Avera Medical Minute: Addressing air quality concerns
SIOUX FALLS, S.D. (Dakota News Now) - Fires from Canada have been leading to poor air quality in the eastern United States, and earlier this spring, you may remember when parts of South Dakota experienced smoke settling from Canada.
Tonight’s Medical Minute gives a closer look at what air quality means and how it can affect your health.
Most days when you step outside, the sun is shining.
But sometimes, that breath of fresh air you’re expecting is clouded by poor air quality.
“The Environmental Protection Agency actually has some guidelines set up on air quality,” said pulmonologist Anthony Hericks. “They put certain levels there that are to hopefully help us decide whether it’s a healthy environment to be in, and they can rate it as mild, moderate or severe.”
The Environmental Protection Agency has an air quality index that levels from 0 to 500. The higher that number is, the greater the level of air pollution.
“Normally, a level of air quality index less than 50 is what we consider normal or healthy. Once you start getting up into that 100 point on the air quality measure, that’s where people with lung disease or at-risk disease processes that may affect their breathing will have troubles, and into the 300 range is where we start seeing patients without any lung disease have problems,” said Hericks.
Recently, fires from Canada have been affecting the air quality in the eastern side of the United States.
Meteorologists use different models to determine where smoke from those fires will travel and potentially affect the area where you live.
“We have computer models that guide us and show us where the smoke is now and where it might be over the next 24-48 hours, so we tend to look at those and are able to tell people whether or not the smoke will be pretty thick or not,” said Phil Schreck, chief meteorologist at Dakota News Now.
The jet stream plays a role in that.
“Let’s say the fires are in western Canada, and if the jet stream is coming in, going north, through western Canada and turning the corner and coming back down, straight down from the north as it has in the recent past, that will bring that smoke down, and it depends on how long that jet stream pattern will stay like that,” said Schreck.
Dr.

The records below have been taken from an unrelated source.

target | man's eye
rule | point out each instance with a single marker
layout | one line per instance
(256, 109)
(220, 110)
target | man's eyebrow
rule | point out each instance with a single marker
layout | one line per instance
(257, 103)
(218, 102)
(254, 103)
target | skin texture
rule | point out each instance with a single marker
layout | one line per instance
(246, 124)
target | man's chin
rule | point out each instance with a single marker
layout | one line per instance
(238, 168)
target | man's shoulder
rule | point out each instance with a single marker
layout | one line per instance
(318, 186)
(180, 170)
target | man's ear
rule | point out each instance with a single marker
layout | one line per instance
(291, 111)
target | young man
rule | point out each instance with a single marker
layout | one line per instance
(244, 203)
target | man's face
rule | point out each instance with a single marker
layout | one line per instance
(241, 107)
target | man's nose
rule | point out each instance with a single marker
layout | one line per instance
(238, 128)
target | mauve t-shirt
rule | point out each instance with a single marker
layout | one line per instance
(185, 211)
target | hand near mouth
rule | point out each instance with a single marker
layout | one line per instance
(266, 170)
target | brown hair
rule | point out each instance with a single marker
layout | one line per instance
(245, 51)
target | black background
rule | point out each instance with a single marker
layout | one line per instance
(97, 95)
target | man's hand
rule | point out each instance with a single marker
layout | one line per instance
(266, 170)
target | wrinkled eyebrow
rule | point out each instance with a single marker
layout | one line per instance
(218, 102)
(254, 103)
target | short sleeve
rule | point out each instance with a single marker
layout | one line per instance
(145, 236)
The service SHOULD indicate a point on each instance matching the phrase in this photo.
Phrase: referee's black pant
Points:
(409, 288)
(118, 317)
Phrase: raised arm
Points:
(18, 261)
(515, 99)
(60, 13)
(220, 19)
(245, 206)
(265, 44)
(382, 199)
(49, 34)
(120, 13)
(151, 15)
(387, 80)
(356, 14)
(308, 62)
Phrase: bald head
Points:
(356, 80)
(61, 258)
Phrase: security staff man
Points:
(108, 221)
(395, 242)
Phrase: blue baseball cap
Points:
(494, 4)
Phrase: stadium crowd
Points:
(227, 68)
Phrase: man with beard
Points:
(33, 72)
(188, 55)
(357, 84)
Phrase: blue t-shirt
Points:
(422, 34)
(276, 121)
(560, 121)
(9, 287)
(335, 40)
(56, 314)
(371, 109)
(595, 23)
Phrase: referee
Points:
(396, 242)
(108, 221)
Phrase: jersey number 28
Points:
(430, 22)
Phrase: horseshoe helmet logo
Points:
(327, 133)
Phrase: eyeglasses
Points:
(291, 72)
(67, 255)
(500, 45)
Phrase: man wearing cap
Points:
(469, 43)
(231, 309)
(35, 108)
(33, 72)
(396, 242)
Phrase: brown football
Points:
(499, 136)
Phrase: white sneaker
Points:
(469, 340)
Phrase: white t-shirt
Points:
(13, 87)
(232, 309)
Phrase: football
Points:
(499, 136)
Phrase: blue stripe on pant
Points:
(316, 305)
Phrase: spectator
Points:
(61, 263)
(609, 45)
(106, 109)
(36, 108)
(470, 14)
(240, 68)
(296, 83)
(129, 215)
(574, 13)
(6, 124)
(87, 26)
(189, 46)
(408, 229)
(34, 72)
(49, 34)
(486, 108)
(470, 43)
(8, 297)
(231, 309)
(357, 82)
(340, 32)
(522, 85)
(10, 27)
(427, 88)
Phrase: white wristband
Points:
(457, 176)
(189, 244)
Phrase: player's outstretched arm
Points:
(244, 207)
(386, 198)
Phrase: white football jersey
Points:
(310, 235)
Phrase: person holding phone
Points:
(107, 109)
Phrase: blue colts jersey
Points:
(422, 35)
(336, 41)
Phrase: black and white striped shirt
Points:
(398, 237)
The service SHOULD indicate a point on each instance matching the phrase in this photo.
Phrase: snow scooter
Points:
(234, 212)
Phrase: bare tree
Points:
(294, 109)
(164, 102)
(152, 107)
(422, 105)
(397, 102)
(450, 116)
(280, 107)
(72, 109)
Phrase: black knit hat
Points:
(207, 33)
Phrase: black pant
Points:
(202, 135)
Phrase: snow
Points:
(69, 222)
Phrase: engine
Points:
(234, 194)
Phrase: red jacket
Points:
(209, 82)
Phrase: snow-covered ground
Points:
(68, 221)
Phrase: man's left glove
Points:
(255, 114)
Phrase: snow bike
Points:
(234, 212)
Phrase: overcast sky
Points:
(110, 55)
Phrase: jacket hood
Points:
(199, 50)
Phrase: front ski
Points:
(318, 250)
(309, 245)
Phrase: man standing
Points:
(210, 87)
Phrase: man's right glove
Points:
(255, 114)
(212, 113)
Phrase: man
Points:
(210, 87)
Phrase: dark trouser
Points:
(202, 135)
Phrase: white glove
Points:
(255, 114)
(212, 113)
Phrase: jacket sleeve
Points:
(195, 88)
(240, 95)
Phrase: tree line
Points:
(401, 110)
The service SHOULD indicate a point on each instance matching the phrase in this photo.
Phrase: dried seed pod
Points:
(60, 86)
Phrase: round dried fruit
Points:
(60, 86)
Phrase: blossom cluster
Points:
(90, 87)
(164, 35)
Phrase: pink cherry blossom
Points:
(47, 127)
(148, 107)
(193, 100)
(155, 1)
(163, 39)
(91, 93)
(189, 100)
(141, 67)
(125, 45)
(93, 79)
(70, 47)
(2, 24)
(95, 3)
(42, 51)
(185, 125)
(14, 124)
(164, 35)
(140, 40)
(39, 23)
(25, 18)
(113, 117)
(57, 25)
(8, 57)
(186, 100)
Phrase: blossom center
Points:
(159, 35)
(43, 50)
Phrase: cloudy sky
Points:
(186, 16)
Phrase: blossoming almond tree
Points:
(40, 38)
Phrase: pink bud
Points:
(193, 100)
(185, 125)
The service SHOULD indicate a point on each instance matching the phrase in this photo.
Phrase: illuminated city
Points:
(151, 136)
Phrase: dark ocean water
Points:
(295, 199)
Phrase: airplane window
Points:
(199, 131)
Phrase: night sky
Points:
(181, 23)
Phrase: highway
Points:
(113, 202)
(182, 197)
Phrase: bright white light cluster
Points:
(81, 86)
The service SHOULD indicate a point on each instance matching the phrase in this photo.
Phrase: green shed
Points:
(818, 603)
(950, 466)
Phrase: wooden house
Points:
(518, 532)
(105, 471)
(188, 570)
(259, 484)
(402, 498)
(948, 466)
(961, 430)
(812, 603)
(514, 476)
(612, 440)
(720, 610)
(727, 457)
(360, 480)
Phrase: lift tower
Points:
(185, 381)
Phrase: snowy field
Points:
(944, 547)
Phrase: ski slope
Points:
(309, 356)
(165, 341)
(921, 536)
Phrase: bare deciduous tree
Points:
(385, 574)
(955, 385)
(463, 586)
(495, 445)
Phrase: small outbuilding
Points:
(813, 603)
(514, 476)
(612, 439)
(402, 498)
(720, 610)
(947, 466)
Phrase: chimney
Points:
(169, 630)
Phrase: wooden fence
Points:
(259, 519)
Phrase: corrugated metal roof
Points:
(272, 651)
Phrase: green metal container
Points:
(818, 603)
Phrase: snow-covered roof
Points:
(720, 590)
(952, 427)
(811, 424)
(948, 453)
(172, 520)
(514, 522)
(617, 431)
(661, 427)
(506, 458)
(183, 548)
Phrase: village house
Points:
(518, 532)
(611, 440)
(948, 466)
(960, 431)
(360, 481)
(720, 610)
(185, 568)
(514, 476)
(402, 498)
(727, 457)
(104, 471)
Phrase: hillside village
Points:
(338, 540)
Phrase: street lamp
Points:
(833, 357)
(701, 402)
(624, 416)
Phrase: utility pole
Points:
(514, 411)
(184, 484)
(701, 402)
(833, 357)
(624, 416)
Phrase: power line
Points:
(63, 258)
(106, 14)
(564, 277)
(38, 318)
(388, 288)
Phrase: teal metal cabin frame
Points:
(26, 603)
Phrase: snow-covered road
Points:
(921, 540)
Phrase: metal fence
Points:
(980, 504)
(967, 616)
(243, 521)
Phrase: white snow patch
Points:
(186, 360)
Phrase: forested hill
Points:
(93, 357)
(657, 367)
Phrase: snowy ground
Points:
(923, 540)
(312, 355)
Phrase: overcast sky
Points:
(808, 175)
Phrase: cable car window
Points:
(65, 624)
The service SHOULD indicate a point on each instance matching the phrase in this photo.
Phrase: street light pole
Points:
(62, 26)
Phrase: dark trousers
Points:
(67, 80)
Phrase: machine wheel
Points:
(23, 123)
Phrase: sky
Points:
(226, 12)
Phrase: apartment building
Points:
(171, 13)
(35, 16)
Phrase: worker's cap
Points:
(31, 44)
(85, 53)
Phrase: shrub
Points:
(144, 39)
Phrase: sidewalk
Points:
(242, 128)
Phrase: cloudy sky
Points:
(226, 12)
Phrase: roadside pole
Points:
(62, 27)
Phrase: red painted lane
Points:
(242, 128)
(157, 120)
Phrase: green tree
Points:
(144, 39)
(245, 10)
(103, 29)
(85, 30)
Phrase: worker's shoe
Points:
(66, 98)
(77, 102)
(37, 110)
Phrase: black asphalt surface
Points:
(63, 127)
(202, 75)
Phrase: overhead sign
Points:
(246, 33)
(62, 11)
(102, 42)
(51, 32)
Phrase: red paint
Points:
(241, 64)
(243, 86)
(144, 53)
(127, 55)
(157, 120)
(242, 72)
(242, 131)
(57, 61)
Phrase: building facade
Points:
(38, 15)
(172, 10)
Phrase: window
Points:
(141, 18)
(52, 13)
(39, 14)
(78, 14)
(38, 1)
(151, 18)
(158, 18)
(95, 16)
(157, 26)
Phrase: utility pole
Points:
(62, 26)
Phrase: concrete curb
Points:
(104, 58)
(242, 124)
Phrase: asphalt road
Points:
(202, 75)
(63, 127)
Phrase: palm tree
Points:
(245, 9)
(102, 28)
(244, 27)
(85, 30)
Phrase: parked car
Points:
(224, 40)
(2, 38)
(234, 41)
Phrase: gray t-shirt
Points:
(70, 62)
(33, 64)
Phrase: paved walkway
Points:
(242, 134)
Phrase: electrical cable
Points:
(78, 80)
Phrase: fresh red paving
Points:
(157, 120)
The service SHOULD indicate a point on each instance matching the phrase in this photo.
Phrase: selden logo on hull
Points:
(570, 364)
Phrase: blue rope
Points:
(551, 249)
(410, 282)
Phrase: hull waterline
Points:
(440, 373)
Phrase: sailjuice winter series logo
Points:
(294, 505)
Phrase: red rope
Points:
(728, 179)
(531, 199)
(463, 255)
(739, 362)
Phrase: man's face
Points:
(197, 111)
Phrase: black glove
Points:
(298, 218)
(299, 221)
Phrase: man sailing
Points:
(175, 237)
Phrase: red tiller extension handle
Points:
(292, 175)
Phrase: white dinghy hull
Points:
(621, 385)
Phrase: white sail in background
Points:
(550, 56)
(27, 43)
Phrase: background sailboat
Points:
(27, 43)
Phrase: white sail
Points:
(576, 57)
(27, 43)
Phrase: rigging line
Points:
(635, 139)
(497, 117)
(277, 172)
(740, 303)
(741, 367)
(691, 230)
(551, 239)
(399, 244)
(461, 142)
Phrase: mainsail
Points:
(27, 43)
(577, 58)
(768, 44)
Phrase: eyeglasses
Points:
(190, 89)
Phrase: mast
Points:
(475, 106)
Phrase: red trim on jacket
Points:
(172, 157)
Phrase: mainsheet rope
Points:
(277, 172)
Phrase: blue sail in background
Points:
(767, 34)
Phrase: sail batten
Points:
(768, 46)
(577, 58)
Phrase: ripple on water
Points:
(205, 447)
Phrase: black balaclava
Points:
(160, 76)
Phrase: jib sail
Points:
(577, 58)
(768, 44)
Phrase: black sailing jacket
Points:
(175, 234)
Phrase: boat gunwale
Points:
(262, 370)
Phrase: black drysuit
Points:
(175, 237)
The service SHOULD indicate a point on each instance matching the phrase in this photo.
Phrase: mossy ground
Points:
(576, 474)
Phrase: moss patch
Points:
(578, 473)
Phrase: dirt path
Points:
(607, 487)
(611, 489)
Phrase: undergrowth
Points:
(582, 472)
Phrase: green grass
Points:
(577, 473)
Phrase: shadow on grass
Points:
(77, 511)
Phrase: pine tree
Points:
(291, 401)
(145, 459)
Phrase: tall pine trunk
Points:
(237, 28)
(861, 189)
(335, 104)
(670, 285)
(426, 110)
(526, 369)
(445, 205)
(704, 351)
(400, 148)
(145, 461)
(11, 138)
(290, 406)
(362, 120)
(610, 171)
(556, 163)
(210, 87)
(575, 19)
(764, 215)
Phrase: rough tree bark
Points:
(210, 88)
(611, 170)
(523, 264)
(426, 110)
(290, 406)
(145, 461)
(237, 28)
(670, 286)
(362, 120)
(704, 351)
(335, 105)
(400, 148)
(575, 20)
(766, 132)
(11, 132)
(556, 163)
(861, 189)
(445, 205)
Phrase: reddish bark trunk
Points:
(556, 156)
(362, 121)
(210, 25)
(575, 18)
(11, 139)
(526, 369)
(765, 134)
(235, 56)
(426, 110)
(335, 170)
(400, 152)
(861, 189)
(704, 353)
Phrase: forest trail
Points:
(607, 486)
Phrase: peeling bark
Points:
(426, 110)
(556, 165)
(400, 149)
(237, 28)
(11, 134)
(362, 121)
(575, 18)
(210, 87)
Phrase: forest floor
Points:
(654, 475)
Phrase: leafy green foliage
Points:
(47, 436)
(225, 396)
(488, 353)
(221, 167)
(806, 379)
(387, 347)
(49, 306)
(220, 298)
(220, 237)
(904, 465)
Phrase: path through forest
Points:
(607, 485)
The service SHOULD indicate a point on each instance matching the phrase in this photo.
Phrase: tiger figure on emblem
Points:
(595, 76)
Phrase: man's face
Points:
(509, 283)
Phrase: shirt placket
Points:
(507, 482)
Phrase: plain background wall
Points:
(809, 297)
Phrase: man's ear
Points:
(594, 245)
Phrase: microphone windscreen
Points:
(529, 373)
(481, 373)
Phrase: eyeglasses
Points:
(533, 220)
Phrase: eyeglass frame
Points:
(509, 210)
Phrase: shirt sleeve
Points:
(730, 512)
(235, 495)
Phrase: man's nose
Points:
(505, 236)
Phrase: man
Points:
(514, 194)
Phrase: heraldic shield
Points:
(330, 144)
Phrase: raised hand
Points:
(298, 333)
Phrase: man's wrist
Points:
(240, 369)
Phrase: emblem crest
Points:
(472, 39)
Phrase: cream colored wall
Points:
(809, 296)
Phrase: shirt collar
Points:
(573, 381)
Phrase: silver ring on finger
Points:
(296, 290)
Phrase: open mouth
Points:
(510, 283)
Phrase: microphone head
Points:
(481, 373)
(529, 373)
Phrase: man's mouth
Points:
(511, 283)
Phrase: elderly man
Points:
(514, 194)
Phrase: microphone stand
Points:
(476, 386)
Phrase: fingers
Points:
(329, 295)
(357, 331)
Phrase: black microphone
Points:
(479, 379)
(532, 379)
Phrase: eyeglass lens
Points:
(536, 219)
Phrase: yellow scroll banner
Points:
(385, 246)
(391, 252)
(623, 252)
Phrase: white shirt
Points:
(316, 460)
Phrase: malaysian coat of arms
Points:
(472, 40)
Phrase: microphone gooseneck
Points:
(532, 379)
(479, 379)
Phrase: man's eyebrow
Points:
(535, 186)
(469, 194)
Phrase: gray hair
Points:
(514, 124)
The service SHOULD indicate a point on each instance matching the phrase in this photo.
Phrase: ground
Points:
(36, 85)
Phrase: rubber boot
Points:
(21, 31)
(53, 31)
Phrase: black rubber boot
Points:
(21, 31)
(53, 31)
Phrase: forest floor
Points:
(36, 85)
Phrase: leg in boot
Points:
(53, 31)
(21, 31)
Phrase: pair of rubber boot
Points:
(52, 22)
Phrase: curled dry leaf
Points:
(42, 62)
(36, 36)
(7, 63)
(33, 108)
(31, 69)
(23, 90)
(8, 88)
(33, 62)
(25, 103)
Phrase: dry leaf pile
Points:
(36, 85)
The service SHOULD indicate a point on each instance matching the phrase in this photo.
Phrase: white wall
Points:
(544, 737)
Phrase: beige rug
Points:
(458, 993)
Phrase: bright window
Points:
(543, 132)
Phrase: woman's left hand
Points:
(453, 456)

Hericks says how you will be affected when the air quality reaches certain levels all depends on your sensitivity.
“It’s just like allergens, that if you have allergies to cats and you walk into somebody’s home that has one cat, you may have a severe allergic reaction, where if you don’t have any allergies, you never know that the cat is there, so it really depends on your sensitivity to whatever that particulate matter or problem in the air is,” said Hericks. “If you’re an asthmatic, it may cause you to have more chest tightness, more shortness of breath, more wheezing — those kind of things. As a person without any lung problems, you might not have any symptoms whatsoever at the lower levels.”
If you are at risk or just want to take extra precautions, there are some steps you can take.
“Make sure your windows are closed and sealed, make sure you avoid extended periods of time outside, make sure you avoid excessive activities that would cause you to breathe in deeper or heavier or longer. If you have an air conditioner, make sure that it’s working appropriately and that your filters and your furnace area are changed to collect that debris — those are probably the most important things you can do to maintain adequate air quality in your home while the air quality outside is poor,” said Hericks.
Address air quality concerns so you can stay on top of your health.
“Obviously, this is something that is concerning because of all the media that’s going out, and that’s why we are talking about it right now,” said Hericks. “If you do have a lot of symptoms or a lot of concerns, then get hold of your primary care provider, and just make sure you keep good lung health.”